Guo Guoting
 
 
Panel 2: How are Chinese news media controlled?

Human rights lawyers: 15 out of 150,000
Guo Guoting
Chinese Journalists Defense Lawyer

Guo Guoting practiced law in China for 21 years, handling more than one thousand shipping and trade cases before become involved in human rights when he took on the defense of a colleague who had been jailed for opposing Shanghai authorities over the eviction of neighborhoods marked for real estate development.

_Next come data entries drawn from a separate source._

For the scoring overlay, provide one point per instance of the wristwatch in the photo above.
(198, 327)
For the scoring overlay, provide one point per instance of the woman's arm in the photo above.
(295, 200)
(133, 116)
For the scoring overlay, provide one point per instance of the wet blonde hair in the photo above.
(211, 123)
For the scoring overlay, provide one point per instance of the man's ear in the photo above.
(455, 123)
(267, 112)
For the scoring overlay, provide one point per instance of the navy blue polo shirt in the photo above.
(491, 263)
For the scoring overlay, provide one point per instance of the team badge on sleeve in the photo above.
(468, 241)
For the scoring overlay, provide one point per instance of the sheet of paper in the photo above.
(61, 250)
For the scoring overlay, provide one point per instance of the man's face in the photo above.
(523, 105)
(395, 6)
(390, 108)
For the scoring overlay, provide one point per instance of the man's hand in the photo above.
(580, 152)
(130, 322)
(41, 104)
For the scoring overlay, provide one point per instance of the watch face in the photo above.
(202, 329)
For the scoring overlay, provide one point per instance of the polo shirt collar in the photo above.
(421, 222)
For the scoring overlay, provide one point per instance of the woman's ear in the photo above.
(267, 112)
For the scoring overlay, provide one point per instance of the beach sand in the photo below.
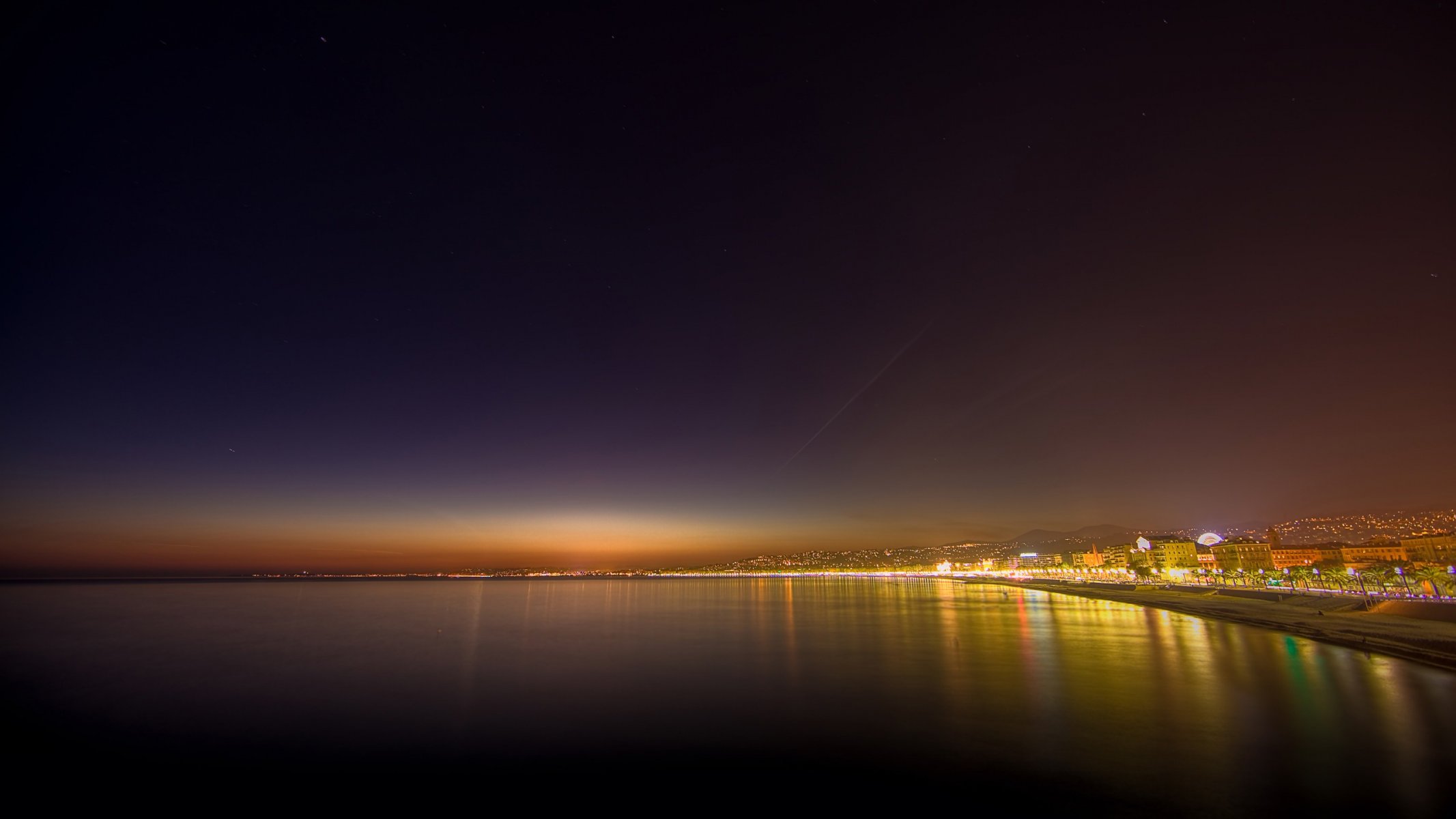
(1427, 642)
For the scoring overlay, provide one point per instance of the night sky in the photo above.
(299, 287)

Now living in Canada, Guo defended practitioners of the Falung Gong spiritual movement, evicted home owners and jailed journalists, including Shi Tao, a reporter for the daily Dangdai Shang Bao (Contemporary Business News), who was arrested after the Yahoo Internet portal identified him as the author of a message to the Democracy Forum web site in the United States. Consequently police raided Guo's law offices, seized his files and placed him under house arrest.

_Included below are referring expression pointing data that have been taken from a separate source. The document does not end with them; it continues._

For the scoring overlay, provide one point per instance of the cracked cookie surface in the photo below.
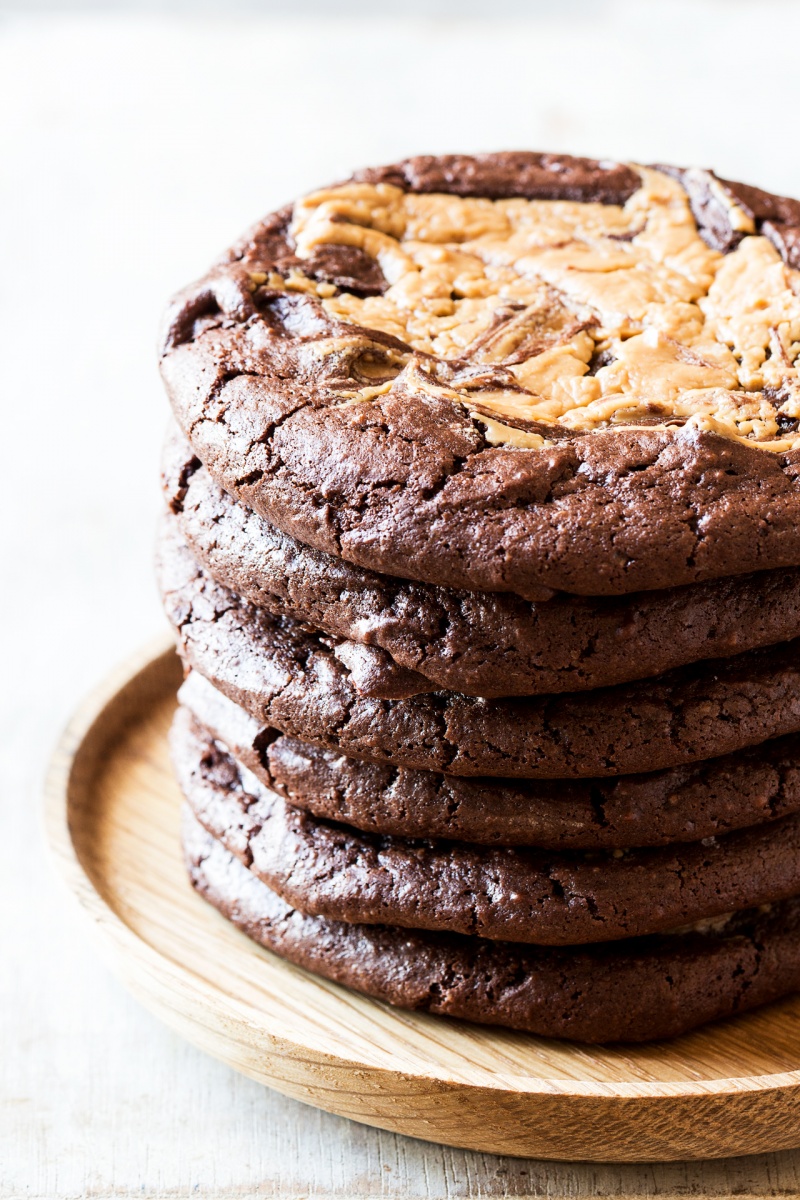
(313, 688)
(513, 372)
(501, 893)
(661, 808)
(632, 991)
(483, 643)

"No journalist wants to get involved in such cases," he said, "because the Chinese government uses its whole weight to control the media.

"Often the control measures lack any kind of legitimacy. Instead the Communist party's publicity (propaganda) department  tells newspapers, television stations and magazines, 'you should not cover this, you should not cover that.' If anyone does not obey, they will face a lot of trouble. They risk jail and could be sentenced to 10 or 12 years in prison.

"Of course, it is better now than in Mao Zedong times, because then anyone who disobeyed the authorities would lose their life.

"So many journalists and writers nowadays lose their jobs and even their freedom, simply because they post their political opinions on the Internet."

Shi Tao, an award winning journalist, was arrested for "illegally providing state secrets to foreign  entities" after he used his Yahoo account to e-mail  notes about government directives on media coverage of the 2004 anniversary of the Tiananmen Square massacre.

Guo said police already had Shi under observation and identified him within 24 hours of the message being sent. But it was not until six months later that he was arrested.  He was sentenced to 10 years in prison in April 2005. Court records indicated that Shi's arrest and conviction was based in part on information provided to Chinese authorities by Yahoo.

Guo said Chinese lawyers are reluctant to get involved in media and civil rights cases because of the threats to their own livelihoods.

"in China there are about 150,000 lawyers, but only maybe 15 human rights lawyers  Of these fifteen lawyers, ninety percent have lost their jobs and some of them have been sentenced to jail. Two of them have been sent to labor camp.  Three of them were fired by their law firm. I mention this because human rights lawyer are experts of law, but they themselves have no human rights. So ordinary people in China how can they have human rights? Of course they have none.

"I carried out research to try to find out why media control in China is so serious. The main reason, I think is that Chinese government itself is losing confidence."

Guo said authorities know that if they relax control over the media, their authoritarian regime would be faced with collapse. But now they are being increasingly challenged on line, which is why the propaganda department has introduced 55 regulations to control the Internet.